Ian drew in a very deep breath, taking a moment for his pounding heart to still, his fired nerves to settle. Finally, in a voice thick with irony, he replied, “You were expecting to be ravished?”

  Immediately, she blinked, stood upright, and wiped her palms down the waistline of her wrinkled gown. “I wasn’t expecting to be dropped, your grace.”

  The side of his mouth tipped up a fraction. “And I wasn’t expecting to be given more evasiveness and prevarication after opening myself to you as I did.”

  A cloud of guilt crossed her features, then quickly disappeared, replaced by obstinance and a measure of anger. “That’s only your opinion. I thought I was rather forthcoming.”

  He couldn’t believe she said that, or for that matter believed it. In a dark tone of warning, he murmured, “If that’s your idea of forthcoming, then it’s clear you need more time to consider your own memories, Viola.”

  That remark positively confounded her. Her forehead creased deeply; perspiration beaded on her upper lip as she looked him up and down. “What are you saying?”

  He ran the fingers of both hands roughly through his hair, then offered her a vague smile. “You need more time alone, Viola. To consider why I brought you here—”

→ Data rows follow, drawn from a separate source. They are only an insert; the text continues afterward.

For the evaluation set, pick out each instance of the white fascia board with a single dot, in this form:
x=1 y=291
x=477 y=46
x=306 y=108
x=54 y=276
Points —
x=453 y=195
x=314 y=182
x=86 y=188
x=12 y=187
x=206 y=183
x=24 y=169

  “We know exactly why you brought me here, your grace, and yet at the very moment you seemed to want to take me into a”—she waved a palm at him—“a passionate . . . embrace, you instead—you—you—”

  She didn’t want to say that he’d surprised her by his non-seduction when she’d expected it, nearly begged for it. For his part, he had no intention of explaining himself. Instead, Ian crossed his arms over his chest and continued to gaze into her eyes until she became so unbearably uncomfortable that she flushed bright red, shifted her weight from one foot to the other, and eventually glanced away.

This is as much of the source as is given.